Read More: How a Pandemic Puppy Saved My Grieving Family

One of my favorite stories from childhood is “The Velveteen Rabbit,” in which a child loves a cherished object so much that it becomes real and he has to let it go. I’m learning that’s where I’m heading. I draped Gran’s costume jewelry on my neck and up my arms, even though a necklace snapped and a bracelet popped. I ran her hand mixer so hard that just one beater works.
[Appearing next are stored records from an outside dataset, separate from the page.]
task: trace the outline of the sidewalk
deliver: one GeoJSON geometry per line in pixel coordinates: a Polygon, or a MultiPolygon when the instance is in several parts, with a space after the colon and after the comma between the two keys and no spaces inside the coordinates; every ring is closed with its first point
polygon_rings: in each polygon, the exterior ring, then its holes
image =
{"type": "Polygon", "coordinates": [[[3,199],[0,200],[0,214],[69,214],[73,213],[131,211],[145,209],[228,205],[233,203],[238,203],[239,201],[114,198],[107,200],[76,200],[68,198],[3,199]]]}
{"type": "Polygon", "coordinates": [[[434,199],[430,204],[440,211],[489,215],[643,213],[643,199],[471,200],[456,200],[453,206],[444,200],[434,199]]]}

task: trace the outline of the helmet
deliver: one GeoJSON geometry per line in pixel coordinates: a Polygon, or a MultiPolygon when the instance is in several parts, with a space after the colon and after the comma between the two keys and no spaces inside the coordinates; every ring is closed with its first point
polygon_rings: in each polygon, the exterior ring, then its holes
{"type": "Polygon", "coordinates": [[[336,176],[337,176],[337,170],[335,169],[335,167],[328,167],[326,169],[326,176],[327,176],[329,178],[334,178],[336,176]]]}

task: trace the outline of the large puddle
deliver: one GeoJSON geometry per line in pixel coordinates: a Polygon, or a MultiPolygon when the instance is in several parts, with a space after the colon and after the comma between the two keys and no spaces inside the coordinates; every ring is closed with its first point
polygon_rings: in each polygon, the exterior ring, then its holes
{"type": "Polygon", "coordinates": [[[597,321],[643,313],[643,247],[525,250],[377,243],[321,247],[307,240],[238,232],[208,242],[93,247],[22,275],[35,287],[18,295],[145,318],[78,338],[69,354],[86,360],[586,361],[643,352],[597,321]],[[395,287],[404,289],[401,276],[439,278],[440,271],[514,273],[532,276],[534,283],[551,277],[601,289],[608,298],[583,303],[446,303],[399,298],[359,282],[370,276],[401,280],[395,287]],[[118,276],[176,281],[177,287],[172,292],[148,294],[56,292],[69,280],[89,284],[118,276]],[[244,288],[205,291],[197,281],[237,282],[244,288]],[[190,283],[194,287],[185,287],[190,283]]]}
And while a part of me thought I was prolonging the life of the pillow by holding on to it so tightly, the wiser part of me knew I was hastening its decay.

Now when I look at what’s left of the pillow, I see what it has physically become: wisps of cotton ridden with mystery dirt, dog drool, skin cells, coffee stains, a splotch of red sauce (sorry, Gran), sweat, mold and dust. All the while, I’ve been turning it into tactile, huggable grief—grief I’ve held so hard and close, and by making the pillow less durable, I’ve transformed mourning into something endurable. As a result, the pillow slowly becomes less precious. The more I break it down, the more I release Gran’s tangible presence, reminding me there’s a different, infinite Gran I can keep, one impervious to touch.

What if we allow our objects of remembrance to live on with us until they live no more? What if they don’t outlast us, entrapped in our walls and our floors? What if you wear that sweatshirt incessantly the way a toddler wears a superhero outfit? What if you let it fade and fray?

Read More: I Thought I’d Get to See My Mother Again. Then the Pandemic Hit

When losing Gran was new, her objects became, for me, the person they belonged to. Now, as Gran transcends the pillow’s unraveling, I see how far I’ve come in what’s left of it.

The coastal blues continue to dull and the blossom pinks continue to mute, but not every step toward its demise looks like decay. Even though another ragged edge of a flower appears to vanish every time I check, the stems, now more pronounced, give the impression of growing because they lean toward each other. The house loses its roof. And on Betty’s latest rampage, she tears off the swathe of fabric marked with red sauce. She also devastates a corner so putrid-looking, it resembles Dijon mustard tie-dye. Without this piece, flowers suspend into a blotchy, discolored sky. They’ll probably go next, but when they do, I won’t be ruined.

Just the same, I will hold this pillow until I can hold it no more. And when it becomes nothing, the shape of my love will still hold.